Mignot (2000) afirma que a guarda de documentos de algo vivido também é uma

forma de autobiografar-se. Assim, a escolha de livros, revistas, jornais, cadernos,

fotografias, cartas, papéis avulsos para serem guardados está marcada por uma

intencionalidade de deixar para a posteridade algo que nos represente, como nos vemos

diante da sociedade e/ou como gostaríamos que os outros nos vissem.

Estaria Maria Eulália acreditando que seus impressos poderiam ser revisitados

posteriormente, dando mostras de sua relação com o saber? Por que tão grande

qunatidade de livros e revistas de temáticas diversas foram guardadas por tantas décadas?

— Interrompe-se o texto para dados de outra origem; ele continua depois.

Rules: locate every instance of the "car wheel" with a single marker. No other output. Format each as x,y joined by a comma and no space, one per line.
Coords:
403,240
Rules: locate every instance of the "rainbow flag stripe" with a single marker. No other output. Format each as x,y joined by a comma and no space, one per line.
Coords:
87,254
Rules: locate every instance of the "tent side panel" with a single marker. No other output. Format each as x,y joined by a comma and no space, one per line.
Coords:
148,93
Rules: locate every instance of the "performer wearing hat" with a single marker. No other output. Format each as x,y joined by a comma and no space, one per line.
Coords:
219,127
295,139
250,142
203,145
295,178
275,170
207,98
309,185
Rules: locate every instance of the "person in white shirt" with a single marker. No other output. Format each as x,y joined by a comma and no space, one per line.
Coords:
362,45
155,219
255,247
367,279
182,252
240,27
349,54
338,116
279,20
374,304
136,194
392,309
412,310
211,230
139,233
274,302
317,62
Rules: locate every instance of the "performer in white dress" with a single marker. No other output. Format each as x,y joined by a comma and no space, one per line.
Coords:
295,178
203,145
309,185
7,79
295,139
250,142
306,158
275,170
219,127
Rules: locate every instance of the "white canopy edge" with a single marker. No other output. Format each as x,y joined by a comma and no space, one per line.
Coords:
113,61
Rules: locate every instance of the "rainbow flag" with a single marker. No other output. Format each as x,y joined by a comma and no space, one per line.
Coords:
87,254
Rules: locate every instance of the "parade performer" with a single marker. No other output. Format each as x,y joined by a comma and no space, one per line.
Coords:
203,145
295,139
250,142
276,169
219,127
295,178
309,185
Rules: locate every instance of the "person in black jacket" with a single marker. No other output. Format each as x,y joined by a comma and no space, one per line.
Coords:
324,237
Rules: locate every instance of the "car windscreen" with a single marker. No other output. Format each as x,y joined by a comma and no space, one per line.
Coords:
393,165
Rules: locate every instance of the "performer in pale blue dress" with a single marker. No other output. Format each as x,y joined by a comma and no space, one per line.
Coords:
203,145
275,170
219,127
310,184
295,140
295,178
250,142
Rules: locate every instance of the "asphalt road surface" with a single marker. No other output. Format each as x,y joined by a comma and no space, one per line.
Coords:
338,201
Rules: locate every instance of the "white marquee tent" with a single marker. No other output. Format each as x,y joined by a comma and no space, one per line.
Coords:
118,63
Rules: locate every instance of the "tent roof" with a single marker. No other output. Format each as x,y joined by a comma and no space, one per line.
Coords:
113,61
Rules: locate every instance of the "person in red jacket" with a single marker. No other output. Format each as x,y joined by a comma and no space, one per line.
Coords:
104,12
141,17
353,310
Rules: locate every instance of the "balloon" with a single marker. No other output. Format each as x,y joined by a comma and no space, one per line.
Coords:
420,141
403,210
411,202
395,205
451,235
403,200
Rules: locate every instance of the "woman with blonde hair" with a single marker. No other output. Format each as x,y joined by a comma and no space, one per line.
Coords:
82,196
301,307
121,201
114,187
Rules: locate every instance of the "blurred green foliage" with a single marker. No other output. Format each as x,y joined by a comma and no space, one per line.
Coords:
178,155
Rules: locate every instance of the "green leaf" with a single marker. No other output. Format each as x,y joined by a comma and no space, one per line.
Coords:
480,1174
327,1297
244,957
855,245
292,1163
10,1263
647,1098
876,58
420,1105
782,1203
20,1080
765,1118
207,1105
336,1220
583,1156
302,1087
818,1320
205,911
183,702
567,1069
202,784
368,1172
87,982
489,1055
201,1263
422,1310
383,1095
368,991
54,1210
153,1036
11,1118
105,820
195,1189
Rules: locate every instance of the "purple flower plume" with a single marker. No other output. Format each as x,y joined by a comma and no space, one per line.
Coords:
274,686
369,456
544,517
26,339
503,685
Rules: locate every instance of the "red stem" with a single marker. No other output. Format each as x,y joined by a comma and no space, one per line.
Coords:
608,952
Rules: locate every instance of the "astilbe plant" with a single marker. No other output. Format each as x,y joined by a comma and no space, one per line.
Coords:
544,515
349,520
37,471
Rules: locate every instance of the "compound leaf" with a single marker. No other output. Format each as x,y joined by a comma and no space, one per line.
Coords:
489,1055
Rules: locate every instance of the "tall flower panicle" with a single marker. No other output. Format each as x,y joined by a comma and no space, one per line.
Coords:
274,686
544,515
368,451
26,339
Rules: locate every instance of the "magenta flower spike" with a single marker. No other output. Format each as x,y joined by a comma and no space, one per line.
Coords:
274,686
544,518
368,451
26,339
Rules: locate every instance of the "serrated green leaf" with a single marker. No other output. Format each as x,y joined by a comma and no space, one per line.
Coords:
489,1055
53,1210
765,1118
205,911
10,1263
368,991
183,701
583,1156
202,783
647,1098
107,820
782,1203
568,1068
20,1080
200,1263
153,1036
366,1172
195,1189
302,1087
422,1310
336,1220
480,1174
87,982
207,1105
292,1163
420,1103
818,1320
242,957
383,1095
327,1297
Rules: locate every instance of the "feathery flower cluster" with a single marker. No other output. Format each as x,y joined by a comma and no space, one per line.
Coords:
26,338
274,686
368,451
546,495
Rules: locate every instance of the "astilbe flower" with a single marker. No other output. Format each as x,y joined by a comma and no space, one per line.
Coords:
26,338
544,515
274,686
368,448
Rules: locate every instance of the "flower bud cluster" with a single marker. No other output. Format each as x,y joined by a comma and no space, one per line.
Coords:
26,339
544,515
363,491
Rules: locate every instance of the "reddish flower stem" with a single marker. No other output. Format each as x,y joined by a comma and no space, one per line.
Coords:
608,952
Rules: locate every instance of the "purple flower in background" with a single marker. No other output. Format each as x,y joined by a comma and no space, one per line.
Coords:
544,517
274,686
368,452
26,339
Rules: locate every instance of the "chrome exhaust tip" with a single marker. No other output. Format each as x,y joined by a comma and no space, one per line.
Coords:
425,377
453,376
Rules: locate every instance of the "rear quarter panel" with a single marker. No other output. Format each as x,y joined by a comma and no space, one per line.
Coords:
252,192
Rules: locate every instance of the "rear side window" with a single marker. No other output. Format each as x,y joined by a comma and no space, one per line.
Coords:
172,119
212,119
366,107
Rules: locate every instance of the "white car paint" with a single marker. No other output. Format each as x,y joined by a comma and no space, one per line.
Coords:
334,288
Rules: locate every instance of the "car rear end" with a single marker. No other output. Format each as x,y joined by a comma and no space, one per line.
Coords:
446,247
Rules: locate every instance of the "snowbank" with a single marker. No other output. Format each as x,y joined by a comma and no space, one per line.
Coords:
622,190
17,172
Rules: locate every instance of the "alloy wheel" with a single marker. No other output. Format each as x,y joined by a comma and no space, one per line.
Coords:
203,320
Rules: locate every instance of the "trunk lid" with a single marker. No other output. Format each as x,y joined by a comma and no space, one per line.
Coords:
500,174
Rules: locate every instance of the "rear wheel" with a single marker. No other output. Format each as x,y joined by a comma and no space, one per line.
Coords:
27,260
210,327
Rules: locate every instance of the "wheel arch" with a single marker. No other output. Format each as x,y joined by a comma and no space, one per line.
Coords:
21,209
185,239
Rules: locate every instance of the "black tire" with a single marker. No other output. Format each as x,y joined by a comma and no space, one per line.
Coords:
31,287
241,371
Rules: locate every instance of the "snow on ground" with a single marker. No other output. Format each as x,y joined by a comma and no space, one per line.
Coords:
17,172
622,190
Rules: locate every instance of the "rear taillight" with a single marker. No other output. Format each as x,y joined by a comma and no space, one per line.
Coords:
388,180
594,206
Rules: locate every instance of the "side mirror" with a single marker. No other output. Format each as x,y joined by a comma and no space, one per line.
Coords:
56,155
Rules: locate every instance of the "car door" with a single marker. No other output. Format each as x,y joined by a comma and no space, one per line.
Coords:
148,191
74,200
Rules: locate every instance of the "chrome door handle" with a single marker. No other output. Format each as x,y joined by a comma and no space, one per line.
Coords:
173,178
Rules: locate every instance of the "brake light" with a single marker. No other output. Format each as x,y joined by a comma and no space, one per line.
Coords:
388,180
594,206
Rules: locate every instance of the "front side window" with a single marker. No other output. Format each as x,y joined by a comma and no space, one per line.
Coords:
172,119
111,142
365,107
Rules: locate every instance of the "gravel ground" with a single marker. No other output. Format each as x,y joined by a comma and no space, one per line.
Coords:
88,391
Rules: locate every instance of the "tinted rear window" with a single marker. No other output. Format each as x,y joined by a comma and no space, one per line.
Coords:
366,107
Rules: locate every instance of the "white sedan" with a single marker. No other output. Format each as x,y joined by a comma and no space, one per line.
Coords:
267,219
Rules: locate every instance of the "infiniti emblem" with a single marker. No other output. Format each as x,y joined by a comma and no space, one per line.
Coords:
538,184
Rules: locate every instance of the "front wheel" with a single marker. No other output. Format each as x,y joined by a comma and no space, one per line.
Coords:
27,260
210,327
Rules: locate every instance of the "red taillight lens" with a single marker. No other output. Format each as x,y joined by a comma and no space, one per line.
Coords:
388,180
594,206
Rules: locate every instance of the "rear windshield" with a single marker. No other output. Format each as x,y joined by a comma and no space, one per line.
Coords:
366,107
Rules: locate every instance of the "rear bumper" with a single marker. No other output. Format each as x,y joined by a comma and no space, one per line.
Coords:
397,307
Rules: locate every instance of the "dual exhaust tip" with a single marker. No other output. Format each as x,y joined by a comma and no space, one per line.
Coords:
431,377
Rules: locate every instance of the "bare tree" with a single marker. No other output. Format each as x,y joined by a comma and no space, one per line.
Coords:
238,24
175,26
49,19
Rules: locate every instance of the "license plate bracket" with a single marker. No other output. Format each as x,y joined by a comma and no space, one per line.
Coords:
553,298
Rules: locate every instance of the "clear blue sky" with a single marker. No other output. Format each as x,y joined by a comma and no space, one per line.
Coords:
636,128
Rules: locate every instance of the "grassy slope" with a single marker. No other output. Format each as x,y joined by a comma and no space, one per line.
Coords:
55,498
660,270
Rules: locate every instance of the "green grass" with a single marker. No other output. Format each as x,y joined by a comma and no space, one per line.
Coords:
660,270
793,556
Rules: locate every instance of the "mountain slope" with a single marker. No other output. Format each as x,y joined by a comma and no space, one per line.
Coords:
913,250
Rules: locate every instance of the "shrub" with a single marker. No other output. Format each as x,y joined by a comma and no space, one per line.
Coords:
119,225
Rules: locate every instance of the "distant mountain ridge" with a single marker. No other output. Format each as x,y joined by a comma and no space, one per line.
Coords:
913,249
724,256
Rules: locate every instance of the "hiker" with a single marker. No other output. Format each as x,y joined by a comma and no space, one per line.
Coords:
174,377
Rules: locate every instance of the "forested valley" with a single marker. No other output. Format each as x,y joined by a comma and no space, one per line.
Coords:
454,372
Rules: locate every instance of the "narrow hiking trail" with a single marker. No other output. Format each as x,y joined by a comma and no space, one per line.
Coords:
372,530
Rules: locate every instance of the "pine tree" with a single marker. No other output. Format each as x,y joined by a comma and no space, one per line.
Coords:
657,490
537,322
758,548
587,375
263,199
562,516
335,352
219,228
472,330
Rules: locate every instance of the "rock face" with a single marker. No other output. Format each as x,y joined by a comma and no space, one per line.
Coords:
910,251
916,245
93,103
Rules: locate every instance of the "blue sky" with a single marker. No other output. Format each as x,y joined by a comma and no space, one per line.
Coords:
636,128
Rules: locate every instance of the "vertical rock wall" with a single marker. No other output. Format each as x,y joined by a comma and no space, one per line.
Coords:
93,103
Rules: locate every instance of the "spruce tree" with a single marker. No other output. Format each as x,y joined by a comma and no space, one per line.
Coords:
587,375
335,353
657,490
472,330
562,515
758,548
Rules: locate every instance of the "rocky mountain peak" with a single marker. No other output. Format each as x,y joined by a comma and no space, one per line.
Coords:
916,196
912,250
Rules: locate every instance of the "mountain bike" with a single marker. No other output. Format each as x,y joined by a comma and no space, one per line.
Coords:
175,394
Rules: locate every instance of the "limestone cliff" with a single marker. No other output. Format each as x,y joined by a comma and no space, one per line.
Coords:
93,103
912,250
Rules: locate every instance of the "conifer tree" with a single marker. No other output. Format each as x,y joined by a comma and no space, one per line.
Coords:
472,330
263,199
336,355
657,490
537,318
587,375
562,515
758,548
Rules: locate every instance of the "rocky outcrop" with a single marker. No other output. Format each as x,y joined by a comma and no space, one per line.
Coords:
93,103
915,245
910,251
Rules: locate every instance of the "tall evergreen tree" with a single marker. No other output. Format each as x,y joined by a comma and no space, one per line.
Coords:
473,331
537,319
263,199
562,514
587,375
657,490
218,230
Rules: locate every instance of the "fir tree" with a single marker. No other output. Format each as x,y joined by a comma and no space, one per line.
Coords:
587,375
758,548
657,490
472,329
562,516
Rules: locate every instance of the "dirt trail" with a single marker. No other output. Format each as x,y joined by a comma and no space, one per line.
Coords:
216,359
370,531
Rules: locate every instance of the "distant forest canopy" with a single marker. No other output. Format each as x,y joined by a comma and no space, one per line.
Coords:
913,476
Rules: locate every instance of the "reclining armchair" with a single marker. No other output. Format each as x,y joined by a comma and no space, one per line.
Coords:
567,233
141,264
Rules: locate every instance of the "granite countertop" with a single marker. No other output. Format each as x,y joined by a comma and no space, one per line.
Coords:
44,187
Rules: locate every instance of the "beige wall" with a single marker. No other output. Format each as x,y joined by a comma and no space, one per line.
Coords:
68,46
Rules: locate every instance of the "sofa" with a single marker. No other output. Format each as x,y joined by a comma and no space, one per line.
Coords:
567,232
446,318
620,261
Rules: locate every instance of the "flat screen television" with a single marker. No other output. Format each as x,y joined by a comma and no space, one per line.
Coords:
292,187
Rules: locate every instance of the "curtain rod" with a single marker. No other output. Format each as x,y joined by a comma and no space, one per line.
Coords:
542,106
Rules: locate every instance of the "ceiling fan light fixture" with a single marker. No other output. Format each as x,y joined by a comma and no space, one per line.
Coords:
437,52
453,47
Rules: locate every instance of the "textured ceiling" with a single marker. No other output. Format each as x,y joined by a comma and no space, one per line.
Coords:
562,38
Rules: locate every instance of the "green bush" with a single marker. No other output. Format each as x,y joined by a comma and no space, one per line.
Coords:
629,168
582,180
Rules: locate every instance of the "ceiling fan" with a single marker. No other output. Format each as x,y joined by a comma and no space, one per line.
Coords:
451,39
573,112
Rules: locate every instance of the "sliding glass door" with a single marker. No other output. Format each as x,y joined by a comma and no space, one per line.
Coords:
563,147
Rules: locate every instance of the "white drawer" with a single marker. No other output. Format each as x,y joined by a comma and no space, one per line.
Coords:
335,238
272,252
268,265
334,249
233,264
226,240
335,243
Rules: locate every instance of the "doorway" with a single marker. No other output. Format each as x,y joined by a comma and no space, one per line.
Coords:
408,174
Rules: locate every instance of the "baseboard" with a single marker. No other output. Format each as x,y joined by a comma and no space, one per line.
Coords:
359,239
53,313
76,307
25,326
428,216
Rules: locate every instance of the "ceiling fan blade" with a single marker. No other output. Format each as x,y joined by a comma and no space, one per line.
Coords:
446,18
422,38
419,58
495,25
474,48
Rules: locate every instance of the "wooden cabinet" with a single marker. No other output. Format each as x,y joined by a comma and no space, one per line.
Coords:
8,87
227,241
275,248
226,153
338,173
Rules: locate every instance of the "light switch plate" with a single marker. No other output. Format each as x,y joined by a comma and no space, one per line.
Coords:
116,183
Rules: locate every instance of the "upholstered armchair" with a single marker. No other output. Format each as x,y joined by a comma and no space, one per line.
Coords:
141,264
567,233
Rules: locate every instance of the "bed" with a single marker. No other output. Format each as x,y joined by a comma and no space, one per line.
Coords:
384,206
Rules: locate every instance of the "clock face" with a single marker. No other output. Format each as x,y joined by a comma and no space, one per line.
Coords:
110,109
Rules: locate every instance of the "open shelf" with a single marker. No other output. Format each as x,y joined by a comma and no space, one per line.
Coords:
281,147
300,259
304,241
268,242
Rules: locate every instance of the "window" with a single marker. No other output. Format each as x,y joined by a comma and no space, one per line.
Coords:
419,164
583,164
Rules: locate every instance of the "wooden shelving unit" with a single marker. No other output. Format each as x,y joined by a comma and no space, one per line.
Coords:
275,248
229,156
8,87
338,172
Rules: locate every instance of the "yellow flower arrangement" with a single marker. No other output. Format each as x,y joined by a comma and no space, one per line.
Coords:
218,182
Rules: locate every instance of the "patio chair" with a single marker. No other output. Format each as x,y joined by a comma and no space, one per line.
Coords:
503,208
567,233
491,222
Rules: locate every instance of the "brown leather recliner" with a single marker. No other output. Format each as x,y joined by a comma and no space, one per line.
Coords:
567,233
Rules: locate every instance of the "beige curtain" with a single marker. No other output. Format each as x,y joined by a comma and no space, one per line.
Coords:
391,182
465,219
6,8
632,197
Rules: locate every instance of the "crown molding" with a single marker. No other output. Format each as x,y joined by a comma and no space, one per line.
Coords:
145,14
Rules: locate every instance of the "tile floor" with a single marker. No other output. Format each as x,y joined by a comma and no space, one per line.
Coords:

Merece destaque, que até esta fase da pesquisa, não foram encontrados neste acervo

nenhum caderno, diário, caderneta ou cartas produzidas pela educadora. Por isso, também

questiona-se qual o sentido da ausência de textos produzidos pela própria educadora. Ou

a prática da leitura não era acompanhada pela escrita? Pode-se pensar numa não

valorização de sua própria escrita em oposição a uma supervalorização do

“conhecimento” registrado por outrem? Será que esses livros e revistas desempenharam a

função de manuais para sua prática pedagógica sem nenhum questionamento por parte da

educadora? São perguntas que os indícios provocam, mas que não se pretende responder

nesta ocasião.

A preservação destes materiais impressos também pode ter ocorrido com a

intencionalidade de “escrever” o percurso de uma vida educacional pública. São

elementos que dão notícia de uma prática educativa que se desenvolveu por várias

décadas do século XX, em espaços educativos diversos na cidade de Guarabira/PB; são

indícios de memória de uma educadora que decide o que dar a conhecer sobre si; são

escritos produzidos por outros sujeitos, mas selecionados pela educadora como material

de leitura, como “marcas” de uma prática que se permite ler. Maria Eulália está

construindo o arquivo de sua vida, como uma forma de não deixar sua memória

extinguir-se.

Sobre a constituição de bibliotecas particulares e as leituras que se pode encontrar

nela, Darton (1992, p. 203) adverte que nem sempre se pode afirmar que a biblioteca

resulta de escolhas e aquisições do seu dono, mas, de alguma forma, pode difundir as

pretensões ou como estas pessoas convivem ou conviveram com seus livros.

Maria Eulália não falou sobre como constituiu sua biblioteca, mas informou que

comprou muitos livros e revistas com recurso próprio.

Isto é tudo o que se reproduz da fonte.